Nel frattempo, devo anche pensare ai cinque rullini 35mm che ho scattato questa estate in Umbria. Per adesso ho solamente stampato i provini a contatto.

I provini dell'Umbria

I provini dell’Umbria

A questo proposito, la mia scarsa abitudine al 35mm (e direi anche l’inizio di presbiopia!) mi crea qualche difficoltà. Benché mi sia dotato di una lente di ingrandimento in vetro e con luce, trovo i provini 35mm scarsamente utilizzabili.

Ed è qui che mi è venuta un’idea malsana: e se provassi con uno scanner per pellicole?

Prima di auto-stracciarmi le vesti (stante quello che ho sempre scritto circa la sola ed unica validità della stampa analogica), preciso le mie riflessioni. Lo scopo del negativo rimane, per me, quella di finire in un ingranditore ed essere stampato per via chimica: ne resto pienamente convinto. Non a caso, il progetto di cui parlavo all’inizio è destinato ad un supporto “fisico”; e l’eventuale collocazione sul web sarà solo un fatto accessorio.

Dove però penso che uno scanner possa essere utile, è appunto nella scelta dello scatto da stampare.

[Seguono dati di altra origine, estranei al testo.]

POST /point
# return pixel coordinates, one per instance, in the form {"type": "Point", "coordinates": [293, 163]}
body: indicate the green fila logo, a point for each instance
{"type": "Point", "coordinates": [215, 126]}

Mentre col 120 riesco abbastanza facilmente a separare il grano dalla pula (ossia gli scatti che meritano di essere stampati da quelli della serie “se non premevo il pulsante era meglio”), col 35mm faccio molta più fatica. In passato m’è capitato di “perdere tempo” a stampare una RC, per poi scoprire che probabilmente non ne valeva la pena: c’era una leggera sfocatura che mi dava fastidio, oppure il soggetto non rendeva così come sembrava dal minuscolo rettangolo di 24x36mm. Aspetti che, per miei limiti, non ero riuscito ad identificare chiaramente dal provino.

Ne risultava una certa frustrazione… dato che il tempo è un bene prezioso anche in camera oscura.

Quello che mi immagino – almeno stante alla mia limitata esperienza con gli scanner per pellicole – è che acquisendo i negativi io possa ottenere un duplice scopo:

  1. Scremare le foto da stampare in camera oscura come dicevo prima, o dai preview o da una scansione ingrandita a video;
  2. Ottenere un file per la condivisione su questo sito o sui social (continuo a non gradire troppo l’idea di farlo con le stampe).

Devo “solo” dotarmi di un nuovo scanner… perché il mio Minolta DualScan II ormai non è più supportato dai sistemi operativi odierni.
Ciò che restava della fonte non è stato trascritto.